The details of DNA extraction, genotyping and linkage map construction were previously described by Andru et al. (2011) [39] and Liu et al. (2016) [45]. In brief, genomic DNA was extracted from young leaves from each progeny by Pan et al. (2000) [57]. DNA concentrations were measured at 260 nm using a NanoDrop 1000 spectrophotometer (NanoDrop, Bethesda, MD, USA) and then equilibrated by agarose gel electrophoresis. Genotyping protocols including primer sequence, PCR amplification and PCR product detection for AFLP and TRAP markers were described in Andru et al. (2011) [39] and for SSR genotyping in Pan et al. (2007) [58]. The construction of an enriched genetic linkage map of LCP85-384 was described in Liu et al. (2016) [45]. In this study, we picked up the markers with less than 5% missing data and more than 2% minor frequency as genotyping data. In total, 60 SSR, 63 AFLP and 12 TRAP markers were used, including 260 polymorphic SSR alleles (4.3/marker), 950 polymorphic AFLP alleles (15/marker) and 100 TRAP polymorphic alleles (8.3/marker) (Table S2).
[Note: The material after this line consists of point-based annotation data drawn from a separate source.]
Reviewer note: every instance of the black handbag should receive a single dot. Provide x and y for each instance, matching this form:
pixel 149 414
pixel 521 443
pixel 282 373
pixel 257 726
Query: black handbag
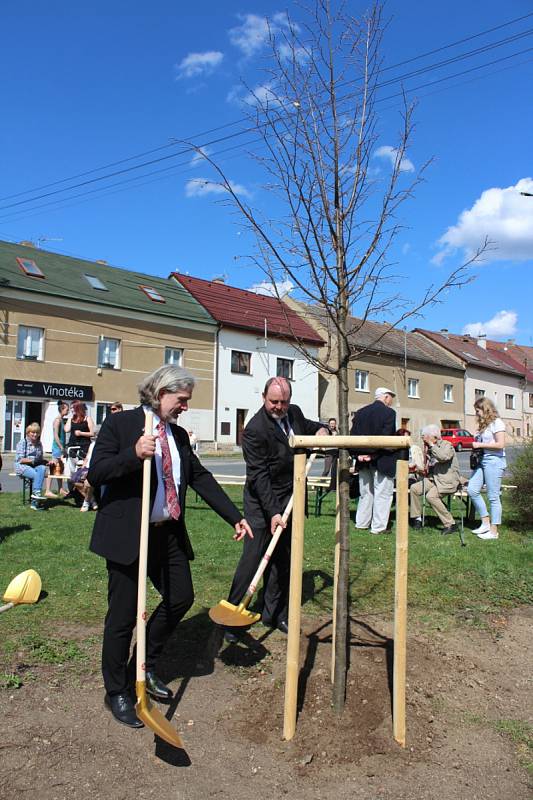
pixel 476 457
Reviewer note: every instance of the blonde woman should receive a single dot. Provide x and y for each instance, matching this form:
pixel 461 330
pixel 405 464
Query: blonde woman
pixel 490 438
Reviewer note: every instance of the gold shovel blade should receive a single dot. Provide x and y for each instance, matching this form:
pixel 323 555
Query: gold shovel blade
pixel 25 588
pixel 232 616
pixel 154 719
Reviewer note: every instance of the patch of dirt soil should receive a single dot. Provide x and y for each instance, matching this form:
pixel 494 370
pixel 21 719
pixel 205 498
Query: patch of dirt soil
pixel 58 739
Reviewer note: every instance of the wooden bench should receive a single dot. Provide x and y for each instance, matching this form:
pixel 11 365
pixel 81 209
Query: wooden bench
pixel 27 485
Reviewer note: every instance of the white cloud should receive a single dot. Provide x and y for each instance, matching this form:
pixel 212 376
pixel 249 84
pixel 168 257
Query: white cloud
pixel 253 33
pixel 201 187
pixel 196 64
pixel 502 215
pixel 391 154
pixel 268 288
pixel 198 157
pixel 502 324
pixel 260 95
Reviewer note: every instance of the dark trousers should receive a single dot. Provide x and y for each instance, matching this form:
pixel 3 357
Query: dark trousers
pixel 169 571
pixel 276 575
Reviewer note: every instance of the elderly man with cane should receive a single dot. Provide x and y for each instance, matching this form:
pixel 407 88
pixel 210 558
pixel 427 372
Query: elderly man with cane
pixel 443 478
pixel 116 467
pixel 269 477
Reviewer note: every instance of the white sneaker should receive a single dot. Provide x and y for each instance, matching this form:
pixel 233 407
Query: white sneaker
pixel 483 528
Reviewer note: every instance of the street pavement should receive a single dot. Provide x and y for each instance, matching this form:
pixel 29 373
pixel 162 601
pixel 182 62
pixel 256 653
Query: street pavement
pixel 235 466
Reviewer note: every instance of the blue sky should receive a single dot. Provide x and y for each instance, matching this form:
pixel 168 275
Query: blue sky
pixel 86 88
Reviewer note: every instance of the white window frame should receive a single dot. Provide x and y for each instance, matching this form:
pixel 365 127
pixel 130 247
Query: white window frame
pixel 362 380
pixel 448 393
pixel 108 358
pixel 510 402
pixel 170 353
pixel 30 343
pixel 241 353
pixel 413 383
pixel 290 362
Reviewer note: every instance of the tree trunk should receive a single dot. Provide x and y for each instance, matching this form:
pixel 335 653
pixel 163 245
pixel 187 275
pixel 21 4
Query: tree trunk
pixel 342 617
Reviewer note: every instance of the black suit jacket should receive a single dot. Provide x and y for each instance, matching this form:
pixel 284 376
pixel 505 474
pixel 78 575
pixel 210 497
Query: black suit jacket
pixel 116 466
pixel 269 462
pixel 376 419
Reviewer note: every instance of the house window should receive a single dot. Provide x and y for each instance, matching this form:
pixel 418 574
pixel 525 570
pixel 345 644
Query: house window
pixel 30 268
pixel 448 392
pixel 30 343
pixel 284 368
pixel 95 283
pixel 153 294
pixel 173 355
pixel 241 362
pixel 413 387
pixel 361 380
pixel 109 353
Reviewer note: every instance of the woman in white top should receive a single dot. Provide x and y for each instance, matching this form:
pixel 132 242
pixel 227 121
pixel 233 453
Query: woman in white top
pixel 490 438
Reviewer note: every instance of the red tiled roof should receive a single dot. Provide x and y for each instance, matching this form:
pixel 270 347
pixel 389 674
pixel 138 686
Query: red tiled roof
pixel 467 348
pixel 238 308
pixel 515 355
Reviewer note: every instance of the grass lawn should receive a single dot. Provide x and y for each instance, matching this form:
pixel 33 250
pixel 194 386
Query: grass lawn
pixel 444 578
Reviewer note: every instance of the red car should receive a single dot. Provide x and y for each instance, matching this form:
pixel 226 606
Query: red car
pixel 460 438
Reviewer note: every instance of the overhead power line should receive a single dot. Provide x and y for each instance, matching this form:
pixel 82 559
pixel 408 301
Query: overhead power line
pixel 242 120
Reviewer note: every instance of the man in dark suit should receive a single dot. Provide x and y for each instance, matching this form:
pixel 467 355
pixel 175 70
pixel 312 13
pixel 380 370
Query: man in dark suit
pixel 376 467
pixel 116 467
pixel 269 477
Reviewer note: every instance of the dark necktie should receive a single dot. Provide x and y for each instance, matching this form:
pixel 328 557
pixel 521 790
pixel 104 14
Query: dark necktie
pixel 171 495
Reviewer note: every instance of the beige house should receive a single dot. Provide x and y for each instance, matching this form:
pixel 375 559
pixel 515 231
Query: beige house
pixel 428 382
pixel 80 329
pixel 494 372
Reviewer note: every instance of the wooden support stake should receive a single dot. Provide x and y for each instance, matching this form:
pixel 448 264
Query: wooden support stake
pixel 400 602
pixel 295 597
pixel 337 555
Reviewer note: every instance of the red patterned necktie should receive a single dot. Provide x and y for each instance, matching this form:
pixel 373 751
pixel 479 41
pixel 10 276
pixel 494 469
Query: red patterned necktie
pixel 171 496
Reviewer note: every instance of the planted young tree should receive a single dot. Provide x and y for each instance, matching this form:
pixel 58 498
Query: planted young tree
pixel 328 221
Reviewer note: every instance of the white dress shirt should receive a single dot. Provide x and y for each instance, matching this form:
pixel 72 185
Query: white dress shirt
pixel 159 508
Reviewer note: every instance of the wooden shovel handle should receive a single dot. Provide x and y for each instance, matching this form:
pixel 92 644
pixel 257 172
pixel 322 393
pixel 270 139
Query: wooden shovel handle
pixel 143 558
pixel 275 537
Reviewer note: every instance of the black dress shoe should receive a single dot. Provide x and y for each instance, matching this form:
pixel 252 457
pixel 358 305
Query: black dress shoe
pixel 450 529
pixel 156 688
pixel 123 709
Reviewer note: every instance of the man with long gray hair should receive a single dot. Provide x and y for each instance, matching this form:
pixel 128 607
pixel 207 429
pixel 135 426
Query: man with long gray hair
pixel 117 467
pixel 443 478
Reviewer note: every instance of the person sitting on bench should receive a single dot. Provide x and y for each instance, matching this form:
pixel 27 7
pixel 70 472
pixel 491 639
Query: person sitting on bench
pixel 30 464
pixel 441 477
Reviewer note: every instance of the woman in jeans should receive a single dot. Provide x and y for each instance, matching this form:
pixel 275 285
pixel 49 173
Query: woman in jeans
pixel 490 438
pixel 29 463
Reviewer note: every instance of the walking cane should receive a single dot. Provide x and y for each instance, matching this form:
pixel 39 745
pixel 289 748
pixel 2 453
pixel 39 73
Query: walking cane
pixel 146 712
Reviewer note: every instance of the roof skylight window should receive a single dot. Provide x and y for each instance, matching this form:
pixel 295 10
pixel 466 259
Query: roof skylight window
pixel 30 268
pixel 152 294
pixel 95 283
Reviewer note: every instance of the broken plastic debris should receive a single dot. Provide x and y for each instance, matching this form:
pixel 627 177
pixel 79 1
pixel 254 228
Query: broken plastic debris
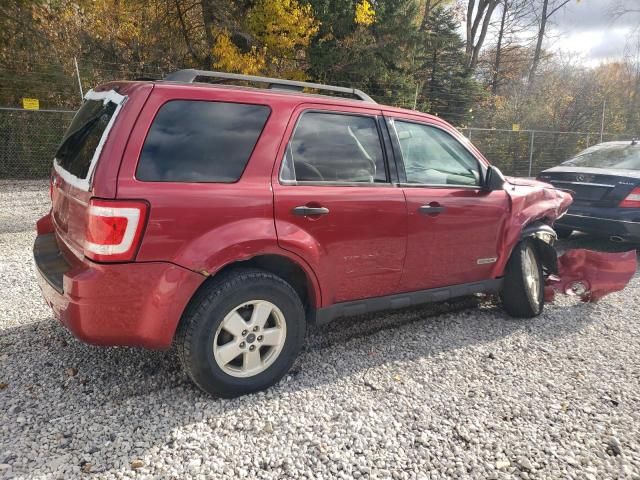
pixel 591 275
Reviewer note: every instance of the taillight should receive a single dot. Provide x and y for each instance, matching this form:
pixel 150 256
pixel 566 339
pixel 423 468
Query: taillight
pixel 114 229
pixel 632 200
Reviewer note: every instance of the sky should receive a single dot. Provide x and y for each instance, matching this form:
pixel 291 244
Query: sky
pixel 586 27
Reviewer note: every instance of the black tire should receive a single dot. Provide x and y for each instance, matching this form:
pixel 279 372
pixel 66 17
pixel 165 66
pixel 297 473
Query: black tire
pixel 563 232
pixel 203 317
pixel 519 298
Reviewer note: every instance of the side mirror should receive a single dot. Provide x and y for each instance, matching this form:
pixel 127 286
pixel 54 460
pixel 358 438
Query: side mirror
pixel 493 180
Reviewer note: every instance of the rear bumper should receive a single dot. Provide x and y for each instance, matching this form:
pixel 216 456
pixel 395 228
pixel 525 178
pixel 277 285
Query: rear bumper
pixel 132 304
pixel 604 221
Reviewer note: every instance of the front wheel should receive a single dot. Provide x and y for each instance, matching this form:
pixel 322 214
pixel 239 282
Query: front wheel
pixel 241 333
pixel 522 293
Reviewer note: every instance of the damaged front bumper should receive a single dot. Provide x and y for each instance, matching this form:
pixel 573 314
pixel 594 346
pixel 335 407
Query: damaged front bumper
pixel 591 275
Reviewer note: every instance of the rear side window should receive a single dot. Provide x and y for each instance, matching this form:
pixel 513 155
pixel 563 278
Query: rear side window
pixel 81 140
pixel 334 147
pixel 200 141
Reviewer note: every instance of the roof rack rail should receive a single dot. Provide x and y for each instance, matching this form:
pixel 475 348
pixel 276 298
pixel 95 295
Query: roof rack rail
pixel 190 75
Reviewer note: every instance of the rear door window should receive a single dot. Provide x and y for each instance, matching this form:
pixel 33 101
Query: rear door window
pixel 335 147
pixel 433 157
pixel 201 141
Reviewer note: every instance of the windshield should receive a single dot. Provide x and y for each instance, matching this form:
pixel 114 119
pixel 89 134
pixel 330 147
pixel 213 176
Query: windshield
pixel 618 156
pixel 81 139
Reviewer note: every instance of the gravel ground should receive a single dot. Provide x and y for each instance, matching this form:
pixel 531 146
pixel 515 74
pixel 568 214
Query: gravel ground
pixel 453 390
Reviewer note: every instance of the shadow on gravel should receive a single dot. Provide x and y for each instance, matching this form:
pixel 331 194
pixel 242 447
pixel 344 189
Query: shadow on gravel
pixel 141 397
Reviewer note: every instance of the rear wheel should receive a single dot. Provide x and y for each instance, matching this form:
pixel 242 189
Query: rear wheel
pixel 241 333
pixel 523 290
pixel 563 232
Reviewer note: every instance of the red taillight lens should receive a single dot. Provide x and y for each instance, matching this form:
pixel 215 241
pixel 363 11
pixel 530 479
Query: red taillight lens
pixel 632 200
pixel 114 229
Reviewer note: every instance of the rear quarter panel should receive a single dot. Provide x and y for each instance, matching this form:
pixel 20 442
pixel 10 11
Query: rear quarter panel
pixel 205 226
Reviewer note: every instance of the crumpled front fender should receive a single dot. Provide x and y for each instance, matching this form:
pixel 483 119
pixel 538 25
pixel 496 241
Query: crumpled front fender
pixel 591 275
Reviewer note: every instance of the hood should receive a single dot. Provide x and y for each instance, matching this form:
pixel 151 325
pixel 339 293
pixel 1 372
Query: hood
pixel 620 172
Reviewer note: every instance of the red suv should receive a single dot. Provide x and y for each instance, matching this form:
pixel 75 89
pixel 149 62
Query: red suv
pixel 225 218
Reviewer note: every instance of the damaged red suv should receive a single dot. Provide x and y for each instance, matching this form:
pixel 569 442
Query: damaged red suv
pixel 224 219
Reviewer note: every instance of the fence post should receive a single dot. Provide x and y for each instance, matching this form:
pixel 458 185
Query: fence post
pixel 75 61
pixel 533 135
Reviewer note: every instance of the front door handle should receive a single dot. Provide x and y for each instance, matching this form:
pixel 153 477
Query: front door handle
pixel 431 209
pixel 304 211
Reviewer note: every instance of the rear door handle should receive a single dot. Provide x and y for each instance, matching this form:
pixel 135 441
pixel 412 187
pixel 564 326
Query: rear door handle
pixel 304 211
pixel 431 209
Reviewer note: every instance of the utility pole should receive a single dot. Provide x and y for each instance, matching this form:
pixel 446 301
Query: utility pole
pixel 75 61
pixel 604 108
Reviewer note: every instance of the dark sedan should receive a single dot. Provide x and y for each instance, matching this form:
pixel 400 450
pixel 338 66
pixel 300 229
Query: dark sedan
pixel 605 183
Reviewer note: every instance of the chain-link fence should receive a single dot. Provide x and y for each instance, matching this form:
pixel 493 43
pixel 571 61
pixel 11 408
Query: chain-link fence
pixel 525 153
pixel 29 138
pixel 28 141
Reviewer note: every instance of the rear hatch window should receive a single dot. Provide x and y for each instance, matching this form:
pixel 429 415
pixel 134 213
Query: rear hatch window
pixel 78 154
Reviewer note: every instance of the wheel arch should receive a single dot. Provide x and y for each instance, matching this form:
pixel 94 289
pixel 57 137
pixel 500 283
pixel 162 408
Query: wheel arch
pixel 295 273
pixel 543 237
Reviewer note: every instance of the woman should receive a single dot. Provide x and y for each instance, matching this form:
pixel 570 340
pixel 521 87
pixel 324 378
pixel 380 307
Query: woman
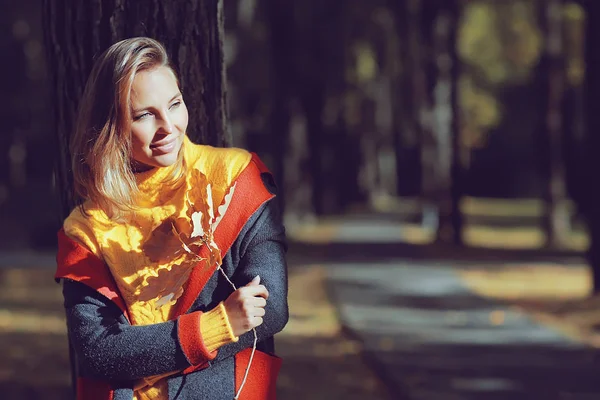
pixel 173 264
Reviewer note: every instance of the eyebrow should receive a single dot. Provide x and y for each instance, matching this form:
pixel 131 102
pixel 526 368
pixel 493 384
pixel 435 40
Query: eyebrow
pixel 146 108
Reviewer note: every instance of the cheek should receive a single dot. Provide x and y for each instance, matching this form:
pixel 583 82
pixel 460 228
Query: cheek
pixel 184 118
pixel 139 137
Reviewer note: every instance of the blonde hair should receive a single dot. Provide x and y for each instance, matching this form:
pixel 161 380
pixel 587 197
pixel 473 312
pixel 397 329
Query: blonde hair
pixel 101 144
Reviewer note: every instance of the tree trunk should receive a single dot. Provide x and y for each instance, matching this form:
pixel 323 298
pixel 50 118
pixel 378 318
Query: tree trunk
pixel 446 124
pixel 591 86
pixel 192 31
pixel 419 19
pixel 280 23
pixel 552 75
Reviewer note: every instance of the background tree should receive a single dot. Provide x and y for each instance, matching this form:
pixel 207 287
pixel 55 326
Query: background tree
pixel 590 199
pixel 76 32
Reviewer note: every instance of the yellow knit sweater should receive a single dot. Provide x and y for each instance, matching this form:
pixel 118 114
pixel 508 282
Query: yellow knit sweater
pixel 140 259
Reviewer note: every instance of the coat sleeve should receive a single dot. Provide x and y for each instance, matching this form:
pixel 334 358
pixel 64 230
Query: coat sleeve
pixel 107 347
pixel 262 252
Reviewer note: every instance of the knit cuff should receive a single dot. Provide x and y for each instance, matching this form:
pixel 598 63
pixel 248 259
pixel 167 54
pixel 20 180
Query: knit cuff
pixel 191 340
pixel 215 328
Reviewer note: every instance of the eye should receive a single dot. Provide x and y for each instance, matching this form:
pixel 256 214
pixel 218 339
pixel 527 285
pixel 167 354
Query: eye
pixel 141 116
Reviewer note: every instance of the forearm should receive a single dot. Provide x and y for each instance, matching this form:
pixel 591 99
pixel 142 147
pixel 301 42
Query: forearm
pixel 108 348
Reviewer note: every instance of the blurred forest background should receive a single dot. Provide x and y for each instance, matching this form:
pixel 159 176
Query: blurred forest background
pixel 437 113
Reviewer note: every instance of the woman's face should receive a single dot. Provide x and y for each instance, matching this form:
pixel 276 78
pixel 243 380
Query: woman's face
pixel 159 119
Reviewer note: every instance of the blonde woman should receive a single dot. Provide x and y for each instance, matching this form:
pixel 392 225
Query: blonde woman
pixel 173 264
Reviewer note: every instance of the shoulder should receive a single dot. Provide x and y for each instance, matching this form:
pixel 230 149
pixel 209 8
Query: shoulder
pixel 79 227
pixel 222 165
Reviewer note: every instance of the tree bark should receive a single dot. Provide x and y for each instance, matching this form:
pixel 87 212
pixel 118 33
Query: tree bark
pixel 591 197
pixel 280 23
pixel 76 32
pixel 446 125
pixel 551 72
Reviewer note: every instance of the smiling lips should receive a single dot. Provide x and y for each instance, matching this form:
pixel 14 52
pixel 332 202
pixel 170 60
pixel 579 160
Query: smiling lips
pixel 164 146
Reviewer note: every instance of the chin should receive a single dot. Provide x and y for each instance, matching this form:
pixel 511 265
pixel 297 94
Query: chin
pixel 165 160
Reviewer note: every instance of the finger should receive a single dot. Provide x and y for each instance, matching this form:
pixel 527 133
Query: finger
pixel 257 321
pixel 258 301
pixel 255 281
pixel 258 312
pixel 254 291
pixel 255 301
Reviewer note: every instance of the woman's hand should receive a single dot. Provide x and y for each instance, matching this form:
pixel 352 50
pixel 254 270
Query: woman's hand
pixel 246 306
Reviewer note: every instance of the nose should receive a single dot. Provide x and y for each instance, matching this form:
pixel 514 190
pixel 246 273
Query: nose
pixel 166 125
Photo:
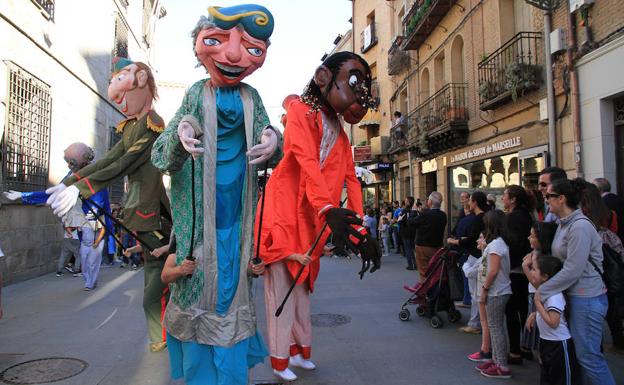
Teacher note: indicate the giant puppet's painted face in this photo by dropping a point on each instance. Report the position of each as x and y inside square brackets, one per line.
[348, 94]
[236, 45]
[130, 91]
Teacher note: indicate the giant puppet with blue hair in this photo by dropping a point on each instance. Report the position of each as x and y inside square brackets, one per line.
[212, 149]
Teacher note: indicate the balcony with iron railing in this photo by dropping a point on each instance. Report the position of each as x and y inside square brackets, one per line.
[422, 19]
[440, 122]
[398, 60]
[46, 7]
[511, 71]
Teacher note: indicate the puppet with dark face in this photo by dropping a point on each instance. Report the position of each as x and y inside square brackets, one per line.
[303, 193]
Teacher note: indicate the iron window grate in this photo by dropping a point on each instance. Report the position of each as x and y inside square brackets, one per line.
[25, 145]
[120, 47]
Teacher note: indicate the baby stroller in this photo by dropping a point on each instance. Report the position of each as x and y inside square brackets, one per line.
[438, 291]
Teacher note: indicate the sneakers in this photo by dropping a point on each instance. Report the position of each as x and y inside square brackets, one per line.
[495, 371]
[470, 330]
[158, 346]
[286, 374]
[484, 365]
[480, 356]
[514, 360]
[300, 362]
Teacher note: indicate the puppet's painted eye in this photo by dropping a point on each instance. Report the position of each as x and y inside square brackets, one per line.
[255, 51]
[352, 81]
[211, 42]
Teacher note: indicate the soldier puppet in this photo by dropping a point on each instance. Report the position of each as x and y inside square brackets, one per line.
[210, 319]
[133, 89]
[303, 193]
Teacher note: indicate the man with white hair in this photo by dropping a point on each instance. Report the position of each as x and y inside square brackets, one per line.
[430, 227]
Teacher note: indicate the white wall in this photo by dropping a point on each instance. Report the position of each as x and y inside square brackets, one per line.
[600, 79]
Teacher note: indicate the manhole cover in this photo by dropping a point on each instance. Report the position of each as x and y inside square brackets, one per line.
[43, 370]
[330, 320]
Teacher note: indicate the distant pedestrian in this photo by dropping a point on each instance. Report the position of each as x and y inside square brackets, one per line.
[384, 231]
[430, 226]
[546, 177]
[614, 202]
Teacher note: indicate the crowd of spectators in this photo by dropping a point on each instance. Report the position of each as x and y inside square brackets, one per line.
[534, 277]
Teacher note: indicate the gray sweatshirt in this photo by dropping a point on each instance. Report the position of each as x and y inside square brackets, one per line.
[576, 239]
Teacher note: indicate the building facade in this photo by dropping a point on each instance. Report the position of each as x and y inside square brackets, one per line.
[469, 78]
[55, 63]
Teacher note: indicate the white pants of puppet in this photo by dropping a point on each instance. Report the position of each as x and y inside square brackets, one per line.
[290, 333]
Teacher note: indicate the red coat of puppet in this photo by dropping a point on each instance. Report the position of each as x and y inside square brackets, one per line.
[300, 190]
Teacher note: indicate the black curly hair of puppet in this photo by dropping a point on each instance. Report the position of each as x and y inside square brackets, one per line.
[312, 94]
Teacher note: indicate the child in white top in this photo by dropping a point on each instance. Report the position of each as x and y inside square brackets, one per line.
[557, 356]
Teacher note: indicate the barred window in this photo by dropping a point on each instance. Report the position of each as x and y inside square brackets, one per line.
[25, 144]
[120, 47]
[148, 12]
[46, 7]
[116, 190]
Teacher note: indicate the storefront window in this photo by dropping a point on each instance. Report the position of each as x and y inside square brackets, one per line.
[492, 176]
[489, 175]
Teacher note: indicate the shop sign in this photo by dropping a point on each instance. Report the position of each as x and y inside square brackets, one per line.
[487, 150]
[428, 166]
[362, 153]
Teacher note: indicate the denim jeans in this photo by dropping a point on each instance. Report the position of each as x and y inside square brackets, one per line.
[467, 300]
[586, 319]
[409, 248]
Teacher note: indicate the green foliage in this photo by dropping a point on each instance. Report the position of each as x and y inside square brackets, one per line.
[520, 77]
[413, 23]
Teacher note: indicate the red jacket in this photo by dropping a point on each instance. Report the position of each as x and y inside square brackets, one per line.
[299, 191]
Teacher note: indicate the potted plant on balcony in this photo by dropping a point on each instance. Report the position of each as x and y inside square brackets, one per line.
[520, 77]
[456, 113]
[488, 90]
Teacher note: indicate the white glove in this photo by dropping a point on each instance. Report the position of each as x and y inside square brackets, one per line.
[187, 137]
[266, 148]
[13, 195]
[53, 192]
[65, 201]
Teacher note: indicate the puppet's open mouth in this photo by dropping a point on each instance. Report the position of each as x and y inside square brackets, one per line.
[228, 71]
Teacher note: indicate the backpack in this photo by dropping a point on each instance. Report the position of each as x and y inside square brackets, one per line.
[613, 271]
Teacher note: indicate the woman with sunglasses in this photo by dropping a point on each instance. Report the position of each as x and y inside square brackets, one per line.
[578, 244]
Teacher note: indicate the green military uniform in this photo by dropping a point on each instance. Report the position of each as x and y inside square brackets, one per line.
[146, 205]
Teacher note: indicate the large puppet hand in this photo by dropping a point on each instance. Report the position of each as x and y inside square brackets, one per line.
[370, 252]
[266, 148]
[54, 191]
[187, 137]
[13, 195]
[339, 221]
[64, 201]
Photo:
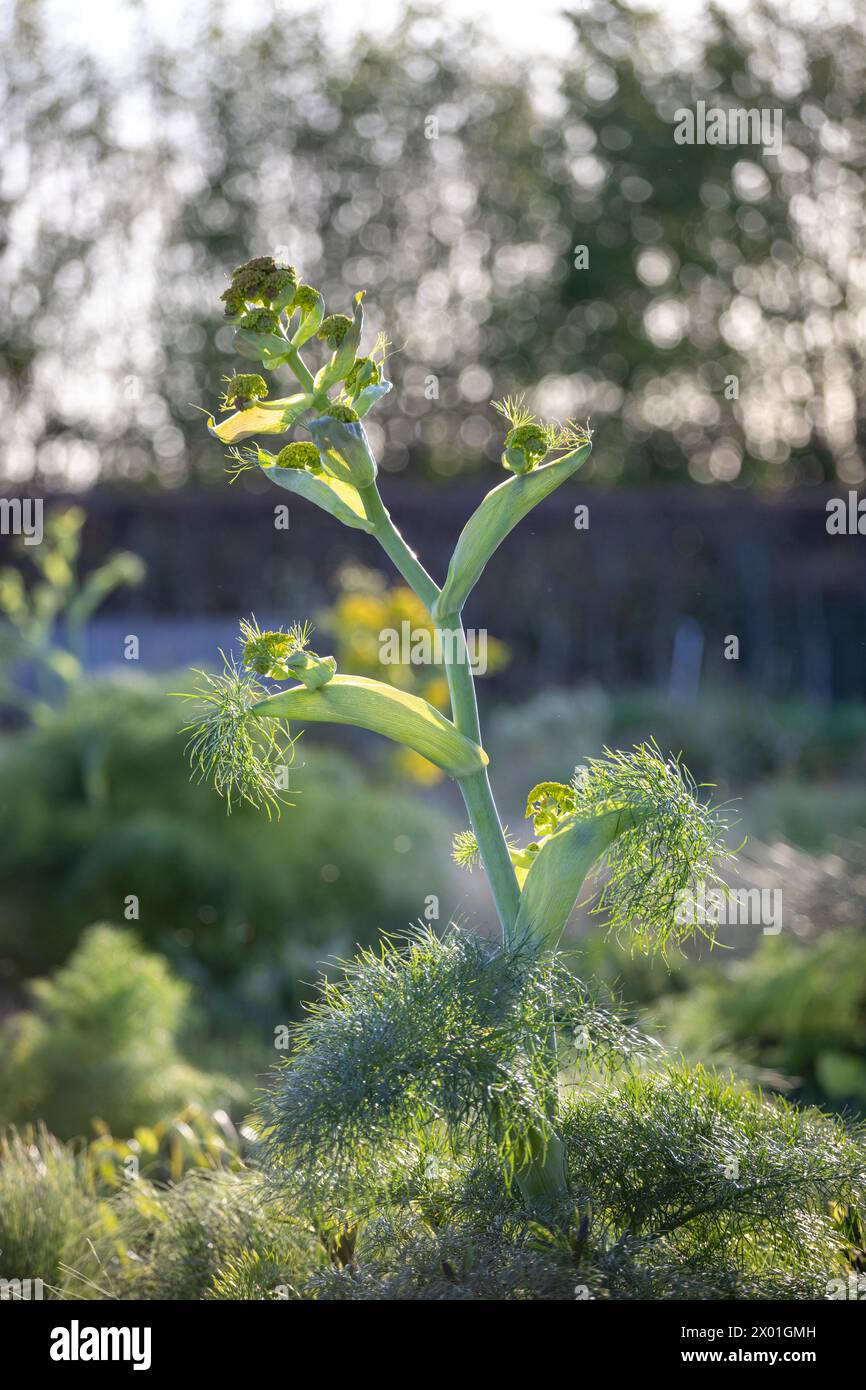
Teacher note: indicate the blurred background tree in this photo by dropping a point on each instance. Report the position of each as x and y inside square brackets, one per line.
[455, 181]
4.4. Genetic Diversity and Population Structure

All the polymorphic SSR, TRAP and AFLP alleles scored on the 237 self progenies were used to estimate their genetic relationship. STRUCTURE 2.3.1 was used to infer the population structure [59]. To identify the number of populations (K) and capture the major structure in the data, we set up at a burn-in period of 10,000 Markov Chain Monte Carlo iterations and 100,000 run length with an admixture model following Hardy–Weinberg equilibrium, correlated allele frequencies, as well as independent loci for each run. Ten independent runs were performed for each simulated K value, ranging from 1 to 10. For each simulated K, the statistical value delta K was calculated using the formula described by Evanno et al. [60]. The optimal K was determined using Structure Harvester [61]. Genetic dissimilarities between all pairwise combinations of progenies were calculated using the Dice index described by Shi et al. [62]. Then, a Neighbor Joining tree was built from the matrix of pairwise dissimilarities using the software MEGA 11 [63]. Phylogenetic relationships and principal component analysis (PCA) were generated by TASSEL 5.2.13 to analyze genetic relationships among progenies and to determine the optimal number of clusters in the study. The number of principal components (PC) was chosen according to the optimum subpopulation determined in STRUCTURE 2, and a PCA plot was drawn using R package ggplot2 using the data from TASSEL 5 [64]. The genetic diversity was also assessed, and phylogenetic trees were drawn using MEGA 11 based on the Maximum Likelihood tree method with the parameters described by Shi et al. [62]. During the drawing of the phylogeny trees, the population structure and the cluster information were imported for the combined analysis of genetic diversity.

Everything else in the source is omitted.